Un prof de Lettres compétent devrait utiliser cette liste (d’où est absent Manon Lescaut, chef d’œuvre de l’abbé Prévost) pour dresser le socle des connaissances indispensables — puis édifier posément le monument des œuvres moins visibles mais dont la référence impressionnera le jury. Il devrait la compléter avec quelques titres majeurs de littérature étrangère (quelle bien-pensance a limité au seul Primo Levi les références non françaises ?), mais surtout fouiller dans le second rayon pour fournir des exemples percutants. Les Liaisons pour évoquer le libertinage, soit ; mais quid du Sopha, de Crébillon, ou du Canapé couleur de feu de Fougeret de Monbron ?

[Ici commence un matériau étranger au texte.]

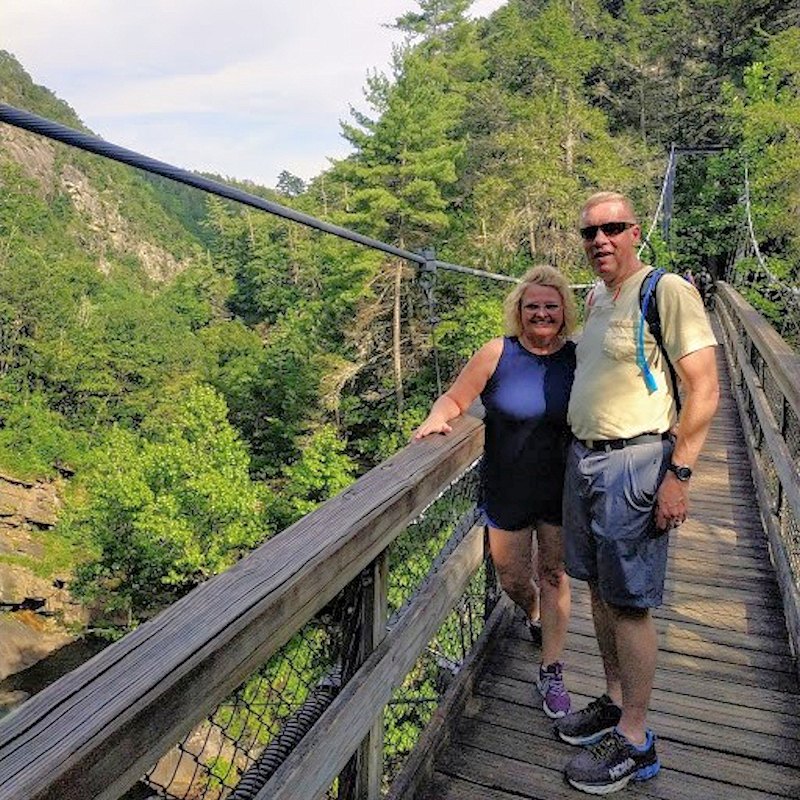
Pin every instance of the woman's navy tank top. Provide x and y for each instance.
(526, 436)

Ce que je dis ici du roman doit s’entendre aussi en poésie ou au théâtre. Un bon élève connaît les classiques, un excellent élève connaît les marges. Au lieu de se contenter des titres-phares, il fait un pas de côté dans la bibliothèque, et se lance à la découverte des œuvres moins voyantes mais dont la connaissance témoigne d’une vraie culture.

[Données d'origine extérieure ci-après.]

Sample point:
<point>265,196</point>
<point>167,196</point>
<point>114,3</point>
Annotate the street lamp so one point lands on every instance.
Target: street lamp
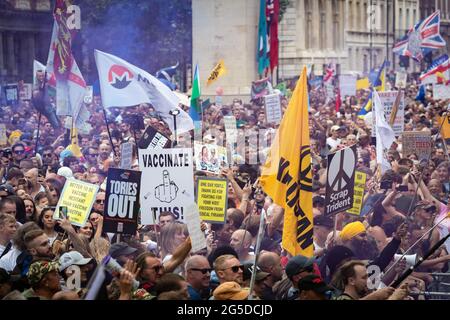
<point>174,113</point>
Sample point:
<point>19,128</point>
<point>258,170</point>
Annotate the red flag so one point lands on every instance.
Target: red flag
<point>63,45</point>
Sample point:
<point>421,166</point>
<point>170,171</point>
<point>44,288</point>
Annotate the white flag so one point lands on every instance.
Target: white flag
<point>384,134</point>
<point>124,85</point>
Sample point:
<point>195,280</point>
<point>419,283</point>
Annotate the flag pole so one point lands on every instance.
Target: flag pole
<point>257,249</point>
<point>109,133</point>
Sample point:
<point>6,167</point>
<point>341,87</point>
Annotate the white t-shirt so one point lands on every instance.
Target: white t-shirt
<point>8,261</point>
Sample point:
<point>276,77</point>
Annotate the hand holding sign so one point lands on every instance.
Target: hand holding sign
<point>167,191</point>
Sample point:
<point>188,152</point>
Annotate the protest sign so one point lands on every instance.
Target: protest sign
<point>273,108</point>
<point>347,85</point>
<point>3,136</point>
<point>166,173</point>
<point>212,199</point>
<point>441,91</point>
<point>418,143</point>
<point>360,184</point>
<point>340,180</point>
<point>198,239</point>
<point>25,91</point>
<point>400,79</point>
<point>230,129</point>
<point>89,96</point>
<point>209,157</point>
<point>78,197</point>
<point>122,201</point>
<point>153,139</point>
<point>126,155</point>
<point>11,94</point>
<point>387,99</point>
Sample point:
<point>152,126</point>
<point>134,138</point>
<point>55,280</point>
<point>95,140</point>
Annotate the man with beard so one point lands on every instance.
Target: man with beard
<point>354,237</point>
<point>198,272</point>
<point>270,262</point>
<point>352,277</point>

Evidemment, seuls des maîtres bien formés peuvent aiguiller leurs classes dans le labyrinthe de la « bibliothèque de Babel », comme disait Borgès. On ne peut jamais tout lire, mais il est essentiel de varier ses lectures. Si les grands phares sont indispensables, les petits lumignons sont souvent jouissifs et plus révélateurs d’une vraie culture que les références de base que tout le monde utilisera, étant entendu que l’on vous demande certes de connaître les fondamentaux, mais aussi de vous démarquer subtilement en allant chercher des exemples moins évidents — tout en évitant de citer des œuvres que le correcteur ignore, ce qui ne manquerait pas de le vexer. Ce ne sont pas vingt grands textes qu’il faut maîtriser, mais cent ou deux cents — et alors l’avenir vous appartiendra.
Bien sûr, ce que je dis de la littérature est à adapter à la philosophie, à l’Histoire, et à toutes les disciplines qui requièrent un certain niveau de culture. Parce que c’est en frottant les bons esprits les uns contre les autres, et en vous colletant vous-même avec eux, que vous élaborerez un écrit susceptible d’accrocher les correcteurs les plus blasés, qui vous seront reconnaissants de trouver enfin une copie qui se distingue — et l’élitisme républicain, c’est la distinction fondée sur le mérite.